Ben diversa era l'atmosfera in cui si svolsero le visite di Pertini e Cossiga. Il primo, pochi giorni dopo l'attentato del 9 ottobre del 1982 per i funerali di Stefano Tachè, il bambino di due anni, ucciso dai terroristi davanti ai cancelli della Sinagoga. Paserman ha ricordato oggi «il gelido silenzio» con cui venne accolto Pertini, «molto più espressivo di qualsiasi protesta» contro la montante protesta antisraeliana che aveva portato all'attentato. Cossiga andò alla Sinagoga il 14 maggio 1990 per esprimere la solidarietà della nazione dopo «l'orrenda profanazione del cimitero ebraico di Carpentras in Francia».

La presenza di Ciampi di oggi al Tempio è diversa, ma non per questo il rabbino capo Di Segni rinuncia ad esprimere l'apprezzamento della Comunità per la visita che - dice - è un tributo alla «nostra storia e al modello esemplare della nostra testimonianza». Al tempo stesso rende omaggio al presidente aggiungendo che «forse in questi giorni proprio ci vuole anche una certa dose di coraggio».
Sia Di Segni, sia Paserman, nei loro discorsi, non dimenticano - nè tacciono - la realtà di questi tempi fatta di antisemitismo di ritorno e di bandiere bruciate. «La cultura del rispetto delle alterità stenta - dice il secondo - nella nostra 'forma mentis'; l'antisemitismo non solo è oggi propagandato e fa parte della politica ufficiale di molti paesi islamici, nella generale indifferenza dell'opinione pubblica occidentale, ma è diffuso anche in ambienti altrimenti insospettabili, magari nascosto con distinzioni subdole e sofisticate, come quella tra antisionismo e antisemitismo». «Oggi viviamo in un mondo in cui le tentazioni di violenza basate, spesso pretestuosamente, sulla religione - spiega Di Segni - diventano sempre più minacciose e rumorose».
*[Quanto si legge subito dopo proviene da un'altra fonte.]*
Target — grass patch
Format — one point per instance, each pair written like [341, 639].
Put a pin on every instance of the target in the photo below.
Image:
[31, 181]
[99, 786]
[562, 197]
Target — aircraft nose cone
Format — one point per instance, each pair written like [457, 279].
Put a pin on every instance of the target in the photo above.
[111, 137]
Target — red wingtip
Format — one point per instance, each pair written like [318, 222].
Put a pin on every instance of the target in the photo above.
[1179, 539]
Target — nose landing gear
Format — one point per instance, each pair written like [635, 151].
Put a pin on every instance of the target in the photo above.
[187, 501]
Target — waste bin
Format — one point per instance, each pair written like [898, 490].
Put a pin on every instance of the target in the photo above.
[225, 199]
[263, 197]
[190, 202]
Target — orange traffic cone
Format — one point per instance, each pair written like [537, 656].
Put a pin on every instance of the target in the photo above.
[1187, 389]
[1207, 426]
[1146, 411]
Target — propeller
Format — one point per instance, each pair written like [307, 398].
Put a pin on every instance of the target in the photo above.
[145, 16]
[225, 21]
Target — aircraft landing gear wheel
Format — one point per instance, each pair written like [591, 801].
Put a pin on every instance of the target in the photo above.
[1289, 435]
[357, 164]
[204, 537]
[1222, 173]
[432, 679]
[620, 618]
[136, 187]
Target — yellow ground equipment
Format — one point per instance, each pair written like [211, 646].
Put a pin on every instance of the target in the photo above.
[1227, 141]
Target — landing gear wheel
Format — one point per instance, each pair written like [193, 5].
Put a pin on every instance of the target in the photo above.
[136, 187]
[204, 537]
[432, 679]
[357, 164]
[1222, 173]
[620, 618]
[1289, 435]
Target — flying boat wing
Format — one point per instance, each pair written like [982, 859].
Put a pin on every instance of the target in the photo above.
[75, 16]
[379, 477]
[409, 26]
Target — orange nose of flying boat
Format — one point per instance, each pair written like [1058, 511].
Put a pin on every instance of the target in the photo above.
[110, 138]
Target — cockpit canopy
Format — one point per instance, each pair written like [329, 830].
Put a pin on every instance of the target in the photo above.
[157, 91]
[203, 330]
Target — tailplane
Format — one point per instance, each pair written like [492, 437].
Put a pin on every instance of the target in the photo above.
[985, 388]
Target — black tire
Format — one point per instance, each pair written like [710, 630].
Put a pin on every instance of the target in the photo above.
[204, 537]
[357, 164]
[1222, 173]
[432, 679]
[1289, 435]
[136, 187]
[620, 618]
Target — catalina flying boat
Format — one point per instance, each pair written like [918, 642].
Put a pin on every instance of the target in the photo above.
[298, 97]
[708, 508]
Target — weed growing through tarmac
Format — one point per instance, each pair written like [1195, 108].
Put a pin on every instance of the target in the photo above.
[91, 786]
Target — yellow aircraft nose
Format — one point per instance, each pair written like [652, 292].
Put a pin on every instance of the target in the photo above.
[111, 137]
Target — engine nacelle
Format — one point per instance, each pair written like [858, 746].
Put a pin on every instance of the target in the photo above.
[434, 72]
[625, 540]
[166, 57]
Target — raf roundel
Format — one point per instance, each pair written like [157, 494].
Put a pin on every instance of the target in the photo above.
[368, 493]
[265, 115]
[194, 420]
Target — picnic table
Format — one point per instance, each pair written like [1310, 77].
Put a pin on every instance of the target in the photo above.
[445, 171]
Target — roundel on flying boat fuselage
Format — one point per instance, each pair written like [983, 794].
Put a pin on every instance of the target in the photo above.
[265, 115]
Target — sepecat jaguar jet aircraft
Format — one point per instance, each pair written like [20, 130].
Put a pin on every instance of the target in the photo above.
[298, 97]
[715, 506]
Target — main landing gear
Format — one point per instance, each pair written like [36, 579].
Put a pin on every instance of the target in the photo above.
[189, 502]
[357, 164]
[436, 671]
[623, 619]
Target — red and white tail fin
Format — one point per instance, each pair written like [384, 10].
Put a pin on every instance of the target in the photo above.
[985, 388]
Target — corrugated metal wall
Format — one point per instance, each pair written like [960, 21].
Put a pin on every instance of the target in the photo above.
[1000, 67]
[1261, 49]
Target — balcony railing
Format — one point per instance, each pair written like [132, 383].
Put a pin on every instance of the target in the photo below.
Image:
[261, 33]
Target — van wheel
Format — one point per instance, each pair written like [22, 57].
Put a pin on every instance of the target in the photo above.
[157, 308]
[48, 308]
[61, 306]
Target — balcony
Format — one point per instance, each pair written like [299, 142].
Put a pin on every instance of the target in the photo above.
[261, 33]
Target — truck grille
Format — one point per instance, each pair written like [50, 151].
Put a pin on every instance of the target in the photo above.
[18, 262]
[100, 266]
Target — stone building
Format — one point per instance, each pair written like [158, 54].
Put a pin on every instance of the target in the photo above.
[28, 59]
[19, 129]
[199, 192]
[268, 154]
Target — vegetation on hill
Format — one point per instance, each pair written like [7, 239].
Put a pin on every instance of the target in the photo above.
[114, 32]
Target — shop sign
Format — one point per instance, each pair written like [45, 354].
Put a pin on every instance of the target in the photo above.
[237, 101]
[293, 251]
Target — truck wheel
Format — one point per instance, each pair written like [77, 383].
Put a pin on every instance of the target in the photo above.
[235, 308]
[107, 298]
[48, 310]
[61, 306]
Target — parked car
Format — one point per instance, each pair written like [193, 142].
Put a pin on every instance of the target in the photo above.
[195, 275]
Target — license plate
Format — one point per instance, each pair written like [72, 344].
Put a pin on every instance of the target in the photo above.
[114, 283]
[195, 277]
Di fronte a tutto questo, Paserman e Di Segni - e con loro il vertice della Comunità romana e quello dell'Ucei, l'Unione delle Comunità, rappresentata dal vicepresidente perchè il presidente Amos Luzzatto è ammalato - hanno riconosciuto l'impegno di Ciampi. «Oggi l'Italia, anche per suo merito, - dice Paserman - è in prima fila nella costruzione del grande progetto di un'Europa unita ed in pace, sempre più allargata e coesa; noi - scandisce il presidente - desideriamo sentire forte quel senso di fratellanza, di responsabilità collettiva, di partecipazione profonda e completa alla vita di questo paese e del continente al quale apparteniamo. Tanto più - continua - che la guerra scatenata dal terrorismo c'impone più che mai uno sforzo comune, una grande solidarietà ed un attaccamento ancora più forte ai valori che ci legano, prima di tutto la cultura della vita e la fede nella democrazia».
Lo stesso omaggio rende a Ciampi Di Segni, quando sottolinea che la figura del presidente «rappresenta l'autorità dello Stato regolata da una costituzione democratica esemplare, promulgata dopo la fine della seconda guerra mondiale e la fine dell'incubo nazifascista».
Già prima, nella visita al rinnovato Museo ebraico, Ciampi aveva testimoniato tutto il suo interesse per il patrimonio storico della Comunità «più antica del mondo occidentale» e aveva definito il Museo «l'ultimo contributo, in ordine di tempo, a un rapporto bimilennario tra la Comunità e la Capitale d'Italia». E non è un caso che quando Ciampi e la moglie escono dalla Sinagoga, dopo aver ascoltato gli «Inni alla gioia» cantati dai bambini delle scuole elementari ebraiche e aver stretto le mani di tutti quelli che gli si sono fatti incontro, dalla gente si levi un applauso poco formale ma di sostanza.